Nie chcę, żeby ktoś mówił im, że ich zachcianki są najważniejsze, ale żeby wiedzieli, że przy spełnianiu ich, nie mogą zapomnieć o dobru drugiego człowieka.
Nie chcę, żeby ktoś kalał serca moich dzieci tym, na co nie są gotowe. Chcę, żeby ich serca wzrastały w odwagę, miłość i piękno.
Nie chcę, żeby mówiono im, że nie muszą myśleć o sobie i innych. Chcę, żeby pamiętali, że zawsze potrzebny jest szacunek, wobec siebie i innych.
Nie chcę, żeby dowiadywali się tego, z czym nie będą mogli sobie poradzić. Chcę, żeby byli gotowi na informacje, jakie ma dla nich dorosły świat.
Nie chcę, żeby ktoś mówił im, że to jakimi zostaliśmy stworzeni, jest nieważne. Chcę, żeby wiedzieli, że mężczyzna jest najsilniejszy wtedy, kiedy potrafi nad sobą zapanować, a kobieta najpiękniejsza, gdy kocha i jest kochana.

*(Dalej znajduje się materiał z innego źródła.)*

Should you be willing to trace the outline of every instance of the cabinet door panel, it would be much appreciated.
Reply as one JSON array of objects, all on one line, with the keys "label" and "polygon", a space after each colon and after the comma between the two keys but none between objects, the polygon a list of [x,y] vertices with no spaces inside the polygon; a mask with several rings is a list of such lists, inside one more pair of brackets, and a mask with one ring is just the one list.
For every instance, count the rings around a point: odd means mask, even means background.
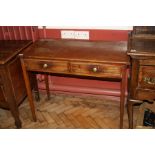
[{"label": "cabinet door panel", "polygon": [[16,103],[21,102],[21,100],[26,96],[25,82],[23,78],[22,68],[20,64],[19,57],[16,57],[9,65],[9,76],[12,83],[13,93],[16,99]]}]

Nie chcę, żeby ktoś mówił moim symom, że ta różnica jest nieważna. Chcę, żeby wiedzieli, że dzięki niej możemy wspaniale się ubogacać.
Nie chcę, żeby ktoś mówił moim synom, że najważniejszy jest egoizm. Chcę, żeby najpierw kochali.
Nie chcę, żeby mówiono im, że jeśli ktoś jest inny, to nic nie znaczy. Chcę, żeby wiedzieli, że ma to duże znaczenie i że można kochać i przyjmować to, jakimi ludzie są, w swojej odmienności.
Nie chcę zeby ktoś mówił im rzeczy, na które nie są gotowi. Chcę, żeby mieli niezaburzone emocje i uczucia, kiedy dorosną i pójdą swoją drogą.
Chcę, żeby byli bezpieczni w swojej wolności.
Żeby umieli dostrzegać Prawdę i według niej żyć.